[SOLVED] Multi-threaded crashes


23-05-2014 22:10:04

I don't remember seeing this problem before, but for some reason I'm getting a lot of multi-threaded related crashes that are really confusing and hard to track down. I'm mostly curious about whether or not anyone has any ideas about what might be causing the problem or where to look.

The problem I'm seeing is that after letting the application run for a while there are a lot of sound objects being created and destroyed for playing sound effects of the various characters walking around (usually crashes somewhere around 800 or upwards of 3000 sounds in about a minute or so). Somehow in the midst of all this when OgreOggSoundManager::_performAction() goes to handle an action OgreOggSoundManager::hasSound() is returning that it does have the sound, but then immediately after when OgreOggSoundManager::getSound() is called it returns NULL. In some cases the sound is missing from the container and in other cases the sound is in the container but somehow OgreOggSoundManager::getSound() didn't find it. I assume the former is that it is being removed somehow between the calls to hasSound() and getSound(), and the later case I don't understand at all since it means that it was in the container when hasSound() was called, got removed before getSound() was called, and then got immediately added back before the returned NULL pointer is used.

All in all I'm extremely confused and really not sure how to approach this problem at all. I'm considering putting a mutex around all accesses of the mSoundMap and see if that catches any issues, but that's most likely going to slow down the library considerably so it's not really a good solution.

EDIT: On a related note, I'm also having issues where OgreOggSoundManager::_sortNearToFar() or OgreOggSoundManager::_sortFarToNear() are failing to sort properly.
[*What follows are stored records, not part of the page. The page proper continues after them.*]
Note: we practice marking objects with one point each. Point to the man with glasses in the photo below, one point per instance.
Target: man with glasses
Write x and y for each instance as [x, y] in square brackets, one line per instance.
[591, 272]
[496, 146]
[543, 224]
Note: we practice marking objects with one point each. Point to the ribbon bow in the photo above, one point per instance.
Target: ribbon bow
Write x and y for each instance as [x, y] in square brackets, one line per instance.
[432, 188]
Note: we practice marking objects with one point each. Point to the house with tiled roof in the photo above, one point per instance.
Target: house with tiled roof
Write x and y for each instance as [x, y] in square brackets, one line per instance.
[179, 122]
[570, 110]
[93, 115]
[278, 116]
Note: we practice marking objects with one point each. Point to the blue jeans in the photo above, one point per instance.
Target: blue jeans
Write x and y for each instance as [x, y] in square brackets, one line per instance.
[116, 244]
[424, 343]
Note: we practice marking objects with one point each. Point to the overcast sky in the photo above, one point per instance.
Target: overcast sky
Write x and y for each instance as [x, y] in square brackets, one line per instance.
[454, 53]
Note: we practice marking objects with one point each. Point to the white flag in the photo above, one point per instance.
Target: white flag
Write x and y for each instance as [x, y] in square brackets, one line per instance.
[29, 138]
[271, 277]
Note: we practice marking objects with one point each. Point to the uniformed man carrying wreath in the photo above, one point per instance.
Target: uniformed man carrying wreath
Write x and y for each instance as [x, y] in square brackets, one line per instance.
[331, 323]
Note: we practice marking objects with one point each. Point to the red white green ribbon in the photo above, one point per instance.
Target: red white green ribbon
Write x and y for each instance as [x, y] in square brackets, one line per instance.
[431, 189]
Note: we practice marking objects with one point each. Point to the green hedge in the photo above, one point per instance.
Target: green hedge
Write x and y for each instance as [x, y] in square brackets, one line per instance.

When it gets to the line where the mActiveSounds container is being sorted it fails with an error stating that sequence is not ordered. I think this is also a multi-threading issue where the position of the listener is being changed in the main thread while the sound thread is in the middle of sorting the container, which would cause the sorting to get confused. This one seems a lot harder to fix unfortunately. At the moment the only idea I have is to add some sort of flag to OgreOggSoundManager that gets set before mActiveSounds is sorted and cleared immediately after, which the main thread can use to check if it's safe to update the listener position. If the flag is set then it must postpone updating the listener position to avoid this problem. Thoughts? Any other ideas on how to fix this?
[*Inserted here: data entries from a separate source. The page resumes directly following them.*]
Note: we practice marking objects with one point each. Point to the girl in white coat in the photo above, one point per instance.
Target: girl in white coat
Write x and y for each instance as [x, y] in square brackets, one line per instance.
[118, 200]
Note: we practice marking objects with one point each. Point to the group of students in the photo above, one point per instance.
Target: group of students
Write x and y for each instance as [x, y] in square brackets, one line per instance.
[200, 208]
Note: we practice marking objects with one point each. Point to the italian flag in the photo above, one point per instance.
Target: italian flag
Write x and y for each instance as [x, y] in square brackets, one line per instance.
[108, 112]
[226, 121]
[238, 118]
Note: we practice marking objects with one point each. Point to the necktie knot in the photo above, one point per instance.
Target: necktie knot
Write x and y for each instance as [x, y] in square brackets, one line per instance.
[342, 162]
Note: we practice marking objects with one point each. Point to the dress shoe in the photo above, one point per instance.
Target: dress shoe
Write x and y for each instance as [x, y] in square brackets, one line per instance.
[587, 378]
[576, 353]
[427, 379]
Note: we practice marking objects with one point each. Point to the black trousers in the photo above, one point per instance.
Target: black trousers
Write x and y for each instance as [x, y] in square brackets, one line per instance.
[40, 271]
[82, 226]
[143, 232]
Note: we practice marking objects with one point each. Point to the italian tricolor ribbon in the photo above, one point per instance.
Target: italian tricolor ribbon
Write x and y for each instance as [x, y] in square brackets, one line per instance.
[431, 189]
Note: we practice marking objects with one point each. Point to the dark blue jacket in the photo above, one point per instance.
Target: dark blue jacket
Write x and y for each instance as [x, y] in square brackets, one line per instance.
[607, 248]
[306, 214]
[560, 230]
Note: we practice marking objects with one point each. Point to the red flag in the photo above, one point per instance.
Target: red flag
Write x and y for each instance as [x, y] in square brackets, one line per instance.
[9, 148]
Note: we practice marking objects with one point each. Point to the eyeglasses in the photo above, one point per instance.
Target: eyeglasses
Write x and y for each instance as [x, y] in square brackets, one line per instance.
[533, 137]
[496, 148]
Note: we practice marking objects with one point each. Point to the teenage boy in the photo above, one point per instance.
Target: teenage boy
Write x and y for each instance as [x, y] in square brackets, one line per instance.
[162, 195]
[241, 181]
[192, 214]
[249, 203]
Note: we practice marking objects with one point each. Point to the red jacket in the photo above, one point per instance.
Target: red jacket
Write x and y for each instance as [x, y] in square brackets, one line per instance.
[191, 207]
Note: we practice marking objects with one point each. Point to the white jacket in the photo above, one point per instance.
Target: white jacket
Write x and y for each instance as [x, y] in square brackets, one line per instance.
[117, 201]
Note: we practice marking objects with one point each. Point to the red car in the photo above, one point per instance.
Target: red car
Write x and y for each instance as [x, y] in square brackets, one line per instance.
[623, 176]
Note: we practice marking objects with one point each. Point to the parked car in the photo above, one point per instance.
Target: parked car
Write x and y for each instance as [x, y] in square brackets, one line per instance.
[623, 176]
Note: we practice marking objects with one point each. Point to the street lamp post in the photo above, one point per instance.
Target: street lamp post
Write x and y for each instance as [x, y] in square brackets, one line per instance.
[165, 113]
EDIT: Found yet another multi-threaded related bug. If you have a lot of temporary sounds it is possible to get into a state where a sound gets added to the mSoundsToDestroy container twice, which will crash when it gets to the second entry since it's already destroyed. The cause of this is the _reactivateQueuedSoundsImpl() functionality. Since it automatically stops sounds sometimes, stopping the sound causes temporary sounds to get added to the mSoundsToDestroy even though it shouldn't be since it's not technically stopped yet and will be resumed later once _reactivateQueuedSoundsImpl() is called. Not sure how to deal with this one yet.


24-05-2014 18:27:17

I thought of an alternative solution to the second problem (the listener position being changed out from under the sorting functor). Instead of adding this flag that the user has to know about and check before modifying the listener, I propose that we instead add a new mutex to the OgreOggListener class, which will be used to wrap all functions that modify or look at any of the various members. With this mutex in place the _sortNearToFar and _sortFarToNear functors will be changed so that they no longer call OgreOggSoundManager::getSingleton().getListener()->getPosition() directly, but are instead passed the Ogre::Vector3 listener position in their constructor. This way the code can query the listener for its position once, right before sorting, pass it to the functor, and then not have to worry about wondering if the value is going to change out from under it or not. Unfortunately, like the solution for the first issue, this means there is going to be more contention for resources with another mutex around all the listener data, but I don't see any other way to possibly fix this problem without more multi-threading issues. How does this sound? I haven't implemented this yet but it should be fairly easy to do.


24-05-2014 20:50:06

Found more information about the third crash. The problem is caused by temporary sounds being added to the mSoundsToReactivate container when OgreOggSoundManager::_requestSoundSource() is called. It is being added at the bottom of the else (approximately line 1125). As to the fix, this is my current idea:

  1. 1. Add a new value to the SoundState enum, SS_DESTROYED.
    2. Wherever _destroyTemporarySound() is being called, set the state to SS_DESTROYED.
    3. Back in OgreOggSoundManager::_requestSoundSource(), before adding the sound to the mSoundsToReactivate container, check to see if the sound state is SS_DESTROYED. If it is then do not add it to the mSoundsToReactivate since it is going to be destroyed sometime soon.[/list:u]

    To make absolutely sure the sound isn't being messed with after it has been queued up for destruction it might also be a good idea to add assertions in the various play/pause/stop functions (including the _impl versions) to check that the state is not SS_DESTROYED. This will help detect any further bugs that could cause problems since once _destroyTemporarySound() has been called on a sound its state should never be changed or else it will cause a crash.

    How does this sound?


29-05-2014 23:13:24

I've compiled all the fixes I have together into a single patch so they can be looked over. You can download the patch file here. Let me know if you need to change anything.


04-06-2014 21:54:08

Thanks for the detailed investigation and fixes, what you have proposed and supplied sounds good to me, haven't got a lot of time to thoroughly test this at the moment, I've committed the fixes but will note its potentially unstable.